H.E. Mr Mahender Singh Kanyal, Ambassador of India to Suriname, Barbados, Saint Lucia, Saint Vincent and the Grenadines responded to questions from the India Empire Magazine on a range of subjects ...

As a goodwill gesture to furthering the development and resilience of the Caribbean Community which has historical ties to India and is home to a large Indian diaspora community, India joined CariCom Development Fund as its International Development Partner in January 2019 with a contribution of US$ 1 million. Under this partnership, India will be supporting the goals of CDF to provide financial and technical assistance to disadvantaged countries, regions and sectors such as renewable energy and energy efficiency, sector-specific physical infrastructure to facilitate private sector, trade and investment, resilience building, concessional financing for SMEs and human resource development. Particular care has been given to engaging smaller nations, which underlines India’s new approach towards climate change and sustainable development.

It is a matter of great pride for us all in India and for the diaspora globally that Governments in Suriname and Guyana are now headed by the respective Presidents with Indian roots. We are confident that under the dynamic leadership of H.E. Mr. Chandrikapersad Santokhi, President of the Republic of Suriname, bilateral relations in all spheres will scale new heights in the coming times.
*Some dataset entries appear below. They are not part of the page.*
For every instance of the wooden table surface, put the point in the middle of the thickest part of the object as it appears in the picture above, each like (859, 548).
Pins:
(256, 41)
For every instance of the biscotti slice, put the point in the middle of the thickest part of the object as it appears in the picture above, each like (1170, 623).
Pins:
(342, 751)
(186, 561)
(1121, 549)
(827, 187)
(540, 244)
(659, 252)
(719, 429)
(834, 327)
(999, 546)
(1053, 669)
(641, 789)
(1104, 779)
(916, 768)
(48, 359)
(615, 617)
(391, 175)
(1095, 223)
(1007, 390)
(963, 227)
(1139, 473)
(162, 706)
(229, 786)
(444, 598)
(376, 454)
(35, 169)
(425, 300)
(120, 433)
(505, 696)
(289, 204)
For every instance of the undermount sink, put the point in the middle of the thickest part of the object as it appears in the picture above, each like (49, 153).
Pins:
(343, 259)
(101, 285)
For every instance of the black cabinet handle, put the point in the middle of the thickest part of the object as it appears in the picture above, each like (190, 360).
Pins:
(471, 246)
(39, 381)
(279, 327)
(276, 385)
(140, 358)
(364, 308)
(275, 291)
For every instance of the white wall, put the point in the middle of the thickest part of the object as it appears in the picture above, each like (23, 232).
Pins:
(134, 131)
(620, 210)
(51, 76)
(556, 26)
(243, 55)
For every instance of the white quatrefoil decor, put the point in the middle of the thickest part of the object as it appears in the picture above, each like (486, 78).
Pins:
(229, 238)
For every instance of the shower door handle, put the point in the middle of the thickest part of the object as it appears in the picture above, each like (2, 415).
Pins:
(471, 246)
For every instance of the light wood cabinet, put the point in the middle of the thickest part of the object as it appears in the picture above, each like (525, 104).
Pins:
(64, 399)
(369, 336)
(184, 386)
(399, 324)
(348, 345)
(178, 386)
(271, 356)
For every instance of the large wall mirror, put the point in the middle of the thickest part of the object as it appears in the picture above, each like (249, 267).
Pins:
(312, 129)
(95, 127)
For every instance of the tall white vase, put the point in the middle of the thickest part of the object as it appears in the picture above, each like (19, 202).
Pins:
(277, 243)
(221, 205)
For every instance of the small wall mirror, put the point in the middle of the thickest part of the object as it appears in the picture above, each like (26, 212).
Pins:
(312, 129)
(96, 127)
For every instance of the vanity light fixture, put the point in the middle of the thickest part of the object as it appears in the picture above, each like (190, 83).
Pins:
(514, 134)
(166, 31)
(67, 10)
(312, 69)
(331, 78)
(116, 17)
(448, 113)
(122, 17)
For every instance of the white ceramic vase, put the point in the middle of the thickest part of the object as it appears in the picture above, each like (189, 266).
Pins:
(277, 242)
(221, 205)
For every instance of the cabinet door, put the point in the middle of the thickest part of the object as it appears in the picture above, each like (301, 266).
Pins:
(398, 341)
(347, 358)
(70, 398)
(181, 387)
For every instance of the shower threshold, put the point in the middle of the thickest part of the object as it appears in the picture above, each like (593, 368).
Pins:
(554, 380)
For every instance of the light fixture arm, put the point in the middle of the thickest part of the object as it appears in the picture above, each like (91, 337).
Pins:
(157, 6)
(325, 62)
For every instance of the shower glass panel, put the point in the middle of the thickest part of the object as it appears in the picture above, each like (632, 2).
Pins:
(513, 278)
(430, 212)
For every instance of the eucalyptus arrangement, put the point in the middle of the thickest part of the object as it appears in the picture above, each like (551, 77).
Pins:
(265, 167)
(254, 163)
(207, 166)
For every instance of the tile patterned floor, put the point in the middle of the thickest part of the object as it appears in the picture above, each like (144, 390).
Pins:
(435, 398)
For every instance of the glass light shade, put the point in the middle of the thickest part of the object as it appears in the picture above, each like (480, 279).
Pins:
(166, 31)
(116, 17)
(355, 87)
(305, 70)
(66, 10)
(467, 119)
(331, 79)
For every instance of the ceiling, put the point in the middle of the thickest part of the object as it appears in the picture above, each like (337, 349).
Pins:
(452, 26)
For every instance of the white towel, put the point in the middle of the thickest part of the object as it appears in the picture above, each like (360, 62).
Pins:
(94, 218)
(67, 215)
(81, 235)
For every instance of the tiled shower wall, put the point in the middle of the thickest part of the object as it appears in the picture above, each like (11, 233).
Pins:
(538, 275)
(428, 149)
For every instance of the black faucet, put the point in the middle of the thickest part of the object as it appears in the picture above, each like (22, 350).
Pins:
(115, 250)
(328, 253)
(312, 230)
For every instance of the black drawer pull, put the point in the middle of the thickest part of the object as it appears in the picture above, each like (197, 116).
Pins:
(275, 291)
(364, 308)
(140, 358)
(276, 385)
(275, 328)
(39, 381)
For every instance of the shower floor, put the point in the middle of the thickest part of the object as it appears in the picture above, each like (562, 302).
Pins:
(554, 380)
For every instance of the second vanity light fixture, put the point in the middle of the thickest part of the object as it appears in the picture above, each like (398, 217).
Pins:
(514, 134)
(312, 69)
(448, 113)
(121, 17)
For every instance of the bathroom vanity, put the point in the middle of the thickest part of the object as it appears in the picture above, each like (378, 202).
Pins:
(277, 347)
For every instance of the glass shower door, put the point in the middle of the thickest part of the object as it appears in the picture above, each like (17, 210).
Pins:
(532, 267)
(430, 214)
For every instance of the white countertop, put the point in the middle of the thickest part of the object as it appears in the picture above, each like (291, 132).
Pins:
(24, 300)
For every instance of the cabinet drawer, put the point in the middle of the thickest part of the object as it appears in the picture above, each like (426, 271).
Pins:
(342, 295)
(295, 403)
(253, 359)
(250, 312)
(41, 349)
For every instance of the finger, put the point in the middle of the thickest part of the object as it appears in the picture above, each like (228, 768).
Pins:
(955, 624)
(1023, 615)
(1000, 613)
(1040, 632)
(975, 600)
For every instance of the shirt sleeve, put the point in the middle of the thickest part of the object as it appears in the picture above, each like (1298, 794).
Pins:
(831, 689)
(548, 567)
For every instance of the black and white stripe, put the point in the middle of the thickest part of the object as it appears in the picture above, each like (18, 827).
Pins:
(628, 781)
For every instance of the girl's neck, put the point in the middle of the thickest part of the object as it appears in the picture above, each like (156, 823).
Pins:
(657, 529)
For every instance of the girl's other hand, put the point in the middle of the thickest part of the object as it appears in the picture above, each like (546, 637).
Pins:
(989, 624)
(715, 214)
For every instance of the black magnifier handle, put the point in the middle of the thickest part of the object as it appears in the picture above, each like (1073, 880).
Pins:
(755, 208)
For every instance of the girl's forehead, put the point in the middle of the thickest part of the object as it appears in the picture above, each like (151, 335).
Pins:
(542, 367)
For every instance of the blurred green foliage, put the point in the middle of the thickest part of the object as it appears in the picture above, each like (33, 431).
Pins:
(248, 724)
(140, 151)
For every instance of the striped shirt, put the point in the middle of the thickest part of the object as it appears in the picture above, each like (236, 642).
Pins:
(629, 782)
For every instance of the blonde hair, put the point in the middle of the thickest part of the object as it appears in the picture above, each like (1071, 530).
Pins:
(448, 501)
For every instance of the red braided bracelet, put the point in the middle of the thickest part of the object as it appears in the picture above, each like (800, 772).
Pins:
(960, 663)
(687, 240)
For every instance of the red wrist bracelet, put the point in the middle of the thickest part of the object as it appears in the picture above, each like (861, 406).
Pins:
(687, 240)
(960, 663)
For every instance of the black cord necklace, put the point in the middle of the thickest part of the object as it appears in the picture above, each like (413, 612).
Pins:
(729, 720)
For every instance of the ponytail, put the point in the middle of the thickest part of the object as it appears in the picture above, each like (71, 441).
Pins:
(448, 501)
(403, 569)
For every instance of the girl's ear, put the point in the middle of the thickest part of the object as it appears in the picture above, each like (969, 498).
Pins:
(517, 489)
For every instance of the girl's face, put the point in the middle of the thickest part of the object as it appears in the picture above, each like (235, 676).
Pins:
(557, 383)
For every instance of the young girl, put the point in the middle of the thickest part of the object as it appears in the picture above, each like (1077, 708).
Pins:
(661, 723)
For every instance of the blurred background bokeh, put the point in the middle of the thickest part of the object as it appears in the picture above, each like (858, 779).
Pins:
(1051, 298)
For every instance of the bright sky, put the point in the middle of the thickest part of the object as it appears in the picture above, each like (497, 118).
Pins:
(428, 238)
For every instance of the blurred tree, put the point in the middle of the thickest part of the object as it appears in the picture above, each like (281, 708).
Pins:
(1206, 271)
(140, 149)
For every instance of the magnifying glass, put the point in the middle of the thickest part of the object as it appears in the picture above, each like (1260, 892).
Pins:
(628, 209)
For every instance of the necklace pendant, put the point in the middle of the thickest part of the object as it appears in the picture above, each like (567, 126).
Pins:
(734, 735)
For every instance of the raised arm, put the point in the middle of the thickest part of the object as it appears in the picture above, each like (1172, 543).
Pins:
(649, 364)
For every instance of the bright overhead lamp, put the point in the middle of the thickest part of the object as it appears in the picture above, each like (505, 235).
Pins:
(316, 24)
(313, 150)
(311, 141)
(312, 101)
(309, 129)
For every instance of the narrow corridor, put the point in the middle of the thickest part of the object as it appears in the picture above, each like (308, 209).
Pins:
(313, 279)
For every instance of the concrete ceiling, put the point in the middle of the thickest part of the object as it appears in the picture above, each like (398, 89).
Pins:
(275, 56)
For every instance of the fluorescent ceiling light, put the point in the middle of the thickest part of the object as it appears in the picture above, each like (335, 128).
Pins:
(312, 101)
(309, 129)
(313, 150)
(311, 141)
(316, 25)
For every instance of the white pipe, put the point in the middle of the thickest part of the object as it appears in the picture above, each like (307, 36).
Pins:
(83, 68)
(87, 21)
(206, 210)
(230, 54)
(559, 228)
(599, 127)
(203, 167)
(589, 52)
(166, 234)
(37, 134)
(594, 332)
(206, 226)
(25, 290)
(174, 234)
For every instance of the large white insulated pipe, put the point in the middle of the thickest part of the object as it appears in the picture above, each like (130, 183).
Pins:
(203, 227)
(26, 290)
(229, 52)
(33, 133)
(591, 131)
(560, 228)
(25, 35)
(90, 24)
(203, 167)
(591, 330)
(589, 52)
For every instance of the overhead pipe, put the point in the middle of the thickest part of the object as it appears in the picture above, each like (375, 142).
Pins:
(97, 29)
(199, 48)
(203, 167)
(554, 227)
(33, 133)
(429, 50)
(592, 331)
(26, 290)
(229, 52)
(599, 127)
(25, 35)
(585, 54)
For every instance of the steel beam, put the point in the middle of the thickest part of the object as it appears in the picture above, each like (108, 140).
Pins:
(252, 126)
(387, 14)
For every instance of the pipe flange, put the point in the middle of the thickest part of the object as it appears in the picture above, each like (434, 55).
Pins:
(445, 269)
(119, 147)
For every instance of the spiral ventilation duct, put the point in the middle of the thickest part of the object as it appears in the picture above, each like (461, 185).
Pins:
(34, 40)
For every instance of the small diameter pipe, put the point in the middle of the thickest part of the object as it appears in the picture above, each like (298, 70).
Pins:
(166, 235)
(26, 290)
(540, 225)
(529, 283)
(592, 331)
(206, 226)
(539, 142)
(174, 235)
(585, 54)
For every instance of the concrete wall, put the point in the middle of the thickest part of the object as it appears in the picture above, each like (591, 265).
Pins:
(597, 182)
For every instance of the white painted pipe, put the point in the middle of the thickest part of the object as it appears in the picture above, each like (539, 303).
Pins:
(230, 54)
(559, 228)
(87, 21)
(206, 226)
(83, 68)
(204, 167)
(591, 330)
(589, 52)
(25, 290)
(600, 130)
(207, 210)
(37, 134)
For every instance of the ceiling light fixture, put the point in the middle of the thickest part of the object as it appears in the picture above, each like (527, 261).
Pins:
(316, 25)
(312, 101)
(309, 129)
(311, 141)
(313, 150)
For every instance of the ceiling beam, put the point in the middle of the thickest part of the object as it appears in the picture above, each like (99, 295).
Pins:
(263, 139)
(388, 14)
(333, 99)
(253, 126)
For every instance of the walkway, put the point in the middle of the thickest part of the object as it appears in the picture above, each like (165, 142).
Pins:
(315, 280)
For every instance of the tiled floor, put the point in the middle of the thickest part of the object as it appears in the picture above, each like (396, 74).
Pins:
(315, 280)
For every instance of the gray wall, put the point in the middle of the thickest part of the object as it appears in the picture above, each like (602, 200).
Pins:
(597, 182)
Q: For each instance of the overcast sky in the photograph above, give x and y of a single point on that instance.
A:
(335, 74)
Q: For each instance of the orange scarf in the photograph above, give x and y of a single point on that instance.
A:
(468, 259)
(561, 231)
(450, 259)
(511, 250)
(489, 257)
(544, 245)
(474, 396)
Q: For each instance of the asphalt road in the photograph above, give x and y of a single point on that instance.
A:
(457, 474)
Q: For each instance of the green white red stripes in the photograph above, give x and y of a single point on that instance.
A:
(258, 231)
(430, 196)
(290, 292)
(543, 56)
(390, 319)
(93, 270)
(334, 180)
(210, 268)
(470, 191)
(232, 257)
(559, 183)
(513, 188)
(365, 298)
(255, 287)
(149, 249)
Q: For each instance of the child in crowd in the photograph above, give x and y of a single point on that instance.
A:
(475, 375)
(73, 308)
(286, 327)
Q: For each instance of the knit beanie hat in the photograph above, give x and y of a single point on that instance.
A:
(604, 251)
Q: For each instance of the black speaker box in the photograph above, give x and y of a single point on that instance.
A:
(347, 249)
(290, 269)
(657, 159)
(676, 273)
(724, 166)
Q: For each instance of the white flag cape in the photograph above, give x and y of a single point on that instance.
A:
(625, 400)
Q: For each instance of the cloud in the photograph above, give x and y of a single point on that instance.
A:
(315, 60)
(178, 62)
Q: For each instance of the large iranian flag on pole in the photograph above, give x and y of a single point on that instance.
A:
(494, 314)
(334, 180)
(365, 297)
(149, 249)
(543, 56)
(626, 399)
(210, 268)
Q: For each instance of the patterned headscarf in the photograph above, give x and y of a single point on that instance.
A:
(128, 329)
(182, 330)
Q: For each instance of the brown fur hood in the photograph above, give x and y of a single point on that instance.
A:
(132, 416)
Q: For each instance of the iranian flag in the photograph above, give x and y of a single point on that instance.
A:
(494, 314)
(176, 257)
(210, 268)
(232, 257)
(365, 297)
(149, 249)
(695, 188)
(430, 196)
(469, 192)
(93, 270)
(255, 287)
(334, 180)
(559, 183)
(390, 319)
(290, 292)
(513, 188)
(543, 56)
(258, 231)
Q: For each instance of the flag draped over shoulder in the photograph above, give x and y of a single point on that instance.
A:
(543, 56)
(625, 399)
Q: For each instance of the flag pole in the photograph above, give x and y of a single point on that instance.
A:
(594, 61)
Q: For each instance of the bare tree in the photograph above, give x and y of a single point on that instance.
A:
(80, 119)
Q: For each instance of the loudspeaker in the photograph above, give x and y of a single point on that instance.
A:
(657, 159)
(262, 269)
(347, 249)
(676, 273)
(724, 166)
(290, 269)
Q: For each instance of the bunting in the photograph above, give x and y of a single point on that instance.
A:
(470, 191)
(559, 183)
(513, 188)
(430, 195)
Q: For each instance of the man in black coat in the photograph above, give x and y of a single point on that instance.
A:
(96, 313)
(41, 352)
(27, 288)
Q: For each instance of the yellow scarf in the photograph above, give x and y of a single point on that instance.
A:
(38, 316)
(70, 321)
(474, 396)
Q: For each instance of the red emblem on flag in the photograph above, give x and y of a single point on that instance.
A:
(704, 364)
India has several projects with individual countries in the region under Development Cooperation Partnership, Grants, technical assistance under ITEC, Sushma Swaraj Institute of Foreign Service (SSIFS), ICCR/AYUSH Scholarships, projects under India-UNDP Funds for SVG, St. Lucia and Barbados, IBSA for St. Lucia, humanitarian financial assistance, medical supplies and protective gear worth US$ 100,000 as a gesture of solidarity, grant of US$ 200,000 under Quick Impact Projects to SVG and several flagship programmes for diaspora, which have benefitted immensely Suriname and Mission’s three accredited countries of St.

Lucia, Barbados and St. Vincent and the Grenadines. Suriname, St. Lucia and St. Vincent and the Grenadines are signatory to International Solar Alliance Framework Agreements (ISAFA). India-Suriname and India-SVG have visa waiver MoU for diplomatic, official and service passport holders. Barbados has a visa waiver for Indian nationals. A number of MoUs have been signed and implemented between India and Suriname and India and St.Vincent and the Grenadines. Certainly, India’s engagement with the LAC region is going to be further intensified in the coming years.

You are also the Head of Mission for India in Barbados, Saint Lucia, and Saint Vincent and the Grenadines. Could you throw some light on the Indian community in these countries?

SURINAME: India is proud of the fact that in spite of the vast geographical distance, different time zones and cultural differences between their adopted countries and their country of origin, the Indian diaspora which arrived in Suriname 147 years ago never disconnected themselves with their roots. While fully assimilating with the local culture, the Indian diaspora continues to cherish, uphold and pass down from one generation to another their traditions, rites and rituals, cuisine, language, folklore etc. and have made significant contribution in all spheres to the sustainable development of Suriname. It is gratifying to note that Suriname has also the distinction of the most prominent foreign country in the world in the field of promotion of Hindi language.

We also see vibrant India diaspora in the countries of Mission’s accreditation i.e. St. Lucia, St. Vincent and the Grenadines and Barbados. ST. LUCIA: The Indian ancestral roots in St. Lucia can be traced to Bihar, Jharkhand and Uttar Pradesh. The first ship carrying 318 indentured workers from India, the Palmyra, arrived in Saint Lucia on 6 May 1859, and the last ship carrying Indian indentured workers, the Volga, arrived on 10 December 1893. It is believed that overall, 13 ships transported nearly 4,500 Indian indentured workers to Saint Lucia between 1859 and 1893. There are about 18,600 persons of Indian origin including 5% of those having mixed marriages in St. Lucia, most of whom have assimilated into the local population.